Se tiene la idea que al individuo le interesa únicamente su bienestar, sin embargo, el resultado de lo que hace fomenta el bienestar de los demás, que en principio no le interesa. La emulación es una de las características del capitalismo.
A los hombres les interesa satisfacer sus deseos egoístas, pero también les interesa sobresalir por encima de sus vecinos y que se les reconozca esta excelencia. Hegel decía que la lucha por el reconocimiento es el motor de la historia humana.
Aunque el orgullo sea la más egoísta de las emociones, lleva a los hombres ser cada vez más dependientes de lo que aparentan ser a los ojos de los demás. De verdad, vivimos en el mundo de la apariencia, a nadie le gusta estar desnudo delante de los demás.
Por causa de la debilidad y por tanto, del vicio, del orgullo, son llevados los hombres a la práctica de la moralidad.
Los políticos expertos han logrado persuadir a aquellos sobre quienes desean gobernar, de que la más significativa de las medidas de superioridad de una persona es la amplitud con la que es capaz de dominar sus inclinaciones egoístas y de actuar pensando en los demás.
Los hombres actúan como requiere la moral no por amor del bienestar de los demás ni los de la sociedad a la que pertenecen, sino para mostrar su superioridad. Cuando actuamos moralmente, sabemos en nuestro interior, que no es el bien de los demás lo que buscamos, sino la convicción de nuestra propia superioridad.
Lo que la sociedad de mercado exige, son individuos capaces de cumplir con su deber porque ese es su deber, esto es, capaces de reconocer la propiedad de los demás y de establecer contratos con intención de cumplirlos.
Esos individuos han de ser libres de una total determinación debida al interés propio y, por lo mismo, han de ser libres para actuar tal como lo requiere la moral.

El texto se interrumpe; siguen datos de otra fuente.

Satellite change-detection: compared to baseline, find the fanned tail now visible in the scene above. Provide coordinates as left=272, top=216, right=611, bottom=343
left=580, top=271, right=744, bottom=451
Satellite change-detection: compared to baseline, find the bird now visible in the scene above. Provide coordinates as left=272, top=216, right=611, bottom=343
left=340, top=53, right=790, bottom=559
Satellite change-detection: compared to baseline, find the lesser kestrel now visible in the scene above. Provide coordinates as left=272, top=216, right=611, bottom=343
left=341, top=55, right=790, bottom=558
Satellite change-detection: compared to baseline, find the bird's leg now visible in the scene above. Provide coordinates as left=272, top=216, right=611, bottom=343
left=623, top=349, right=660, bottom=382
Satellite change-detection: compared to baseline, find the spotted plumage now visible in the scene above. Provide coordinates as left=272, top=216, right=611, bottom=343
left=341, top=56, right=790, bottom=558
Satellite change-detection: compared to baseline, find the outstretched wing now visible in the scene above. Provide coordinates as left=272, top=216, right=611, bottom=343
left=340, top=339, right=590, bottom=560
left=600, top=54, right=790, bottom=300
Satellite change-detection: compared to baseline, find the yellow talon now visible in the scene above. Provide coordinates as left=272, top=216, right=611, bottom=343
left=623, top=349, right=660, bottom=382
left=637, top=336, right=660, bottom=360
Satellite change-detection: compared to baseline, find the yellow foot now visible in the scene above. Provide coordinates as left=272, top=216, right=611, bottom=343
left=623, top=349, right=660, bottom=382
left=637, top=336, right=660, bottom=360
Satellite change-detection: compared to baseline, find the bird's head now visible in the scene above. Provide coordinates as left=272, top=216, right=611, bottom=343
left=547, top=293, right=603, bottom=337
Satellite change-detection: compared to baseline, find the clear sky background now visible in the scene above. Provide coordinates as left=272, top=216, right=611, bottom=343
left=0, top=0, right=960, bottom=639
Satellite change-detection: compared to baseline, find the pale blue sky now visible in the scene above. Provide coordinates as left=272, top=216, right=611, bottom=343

En la medida de que somos racionales, nos reconocemos a nosotros mismos como sometidos a principios que se aplican universalmente. Ser racional, en este sentido, es actuar según principios, llamados máximas, que se aplican a todos.
El principio más fundamental de la moralidad es: Obra de tal modo que la máxima de tu voluntad pueda valer siempre, a la vez, como principio de una legislación universal. Lo que se reivindica para sí mismo debe valer también para los demás. Esto se llama principio de consistencia.
Se reconoce a los individuos en función de su capacidad de placer y dolor, o como sujetos de derechos y deberes, no en función de cualidades particulares o relaciones particulares.